See Broadway Star Michael Cerveris’ Country Video ‘Pony Girl’
Although Broadway star Michael Cerveris may be familiar to many for his fierce portrayals of Sondheim killers — John Wilkes Booth in Assassins and Sweeney Todd in the 2005 role of that musical — he has a long history with rock & roll, starting with David Bowie. “I loved Robert Plant, but I couldn’t sing like him,” Cerveris explains. “When Bowie came around, it was the first time I heard a baritone singing rock music that I could keep up with.” He later sang “Young Americans” for his audition that landed him in his breakout role in The Who’s Tommy in 1993, which was how he learned a few secrets about how to be a rock star from Pete Townshend.

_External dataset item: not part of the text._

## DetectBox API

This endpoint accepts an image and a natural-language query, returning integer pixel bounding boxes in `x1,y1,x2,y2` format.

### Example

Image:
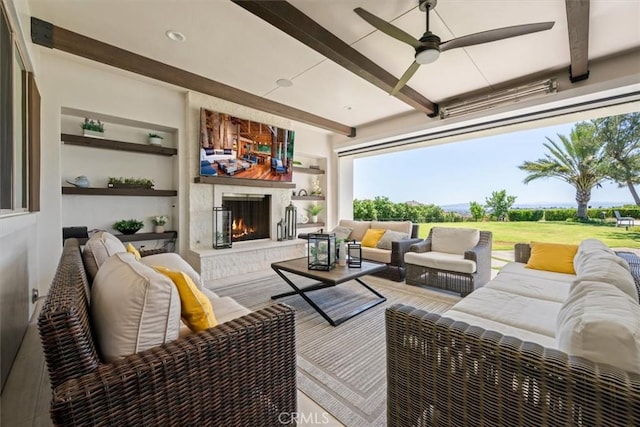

“He invited me over to London and said, ‘I want to take you around to places where we played our first gigs and the guys I grew up around,'” Cerveris says. “Then he told me, ‘I can’t teach you how to act, but I can show you how to be a rock star.’ The secret was largely that you have the right to stand on stage and sing. I think he smartly recognized that it would be paralyzing to try to stand up there and fill Roger’s shoes. But that was the gift he gave me: that I had the right to be there as much as anybody did.”
Cerveris, who released his second solo album earlier this year, has used that knowledge to inhabit a variety of roles since. He later took over as Hedwig for John Cameron Mitchell during its original Off-Broadway run and then played guitar with Bob Mould when he went on tour in the Nineties. “I met Bob because I was doing Tommy and I took Pete Townshend to see Bob play,” Cerveris explains. “Later Bob came in and listened to my band and we did a Mission of Burma cover. He invited me to listen to mixes of the new record, which was The Last Dog and Pony Show record, and I later innocently asked if he was going to tour it. I just wanted to know if I could get tickets, but he said, ‘You know, rhythm guitar and backing vocals is open if you want to do it.’ I was like, ‘OK!’ It was a while before I realized he wasn’t kidding, it was an actual invitation.”
Along with his current Tony Award-winning role as as Bruce Bechdel in Fun Home, Broadway’s reigning Best Musical, Cerveris continues to make music with his country band, Loose Cattle. So it seemed like a natural fit to have those two worlds overlap with the song “Pony Girl.” Fans of the musical based on Alison Bechdel’s graphic novel may recall that Bruce sings a short lullaby to young Alison when the family is on a trip to New York City. “I assumed it was some old folk lullaby and I said something like that one day, and Lisa [Kron] said, ‘Oh no, we wrote it.’ I asked to hear the whole thing and it sort of sounded like a country waltz to me, so I gave it my band. I think I forgot to tell them where the origin of it was, and it’s a sweet song, so they thought it was an old country classic.” The band decided to record it and release it as a vinyl 45, and the video features the young actors from the musical.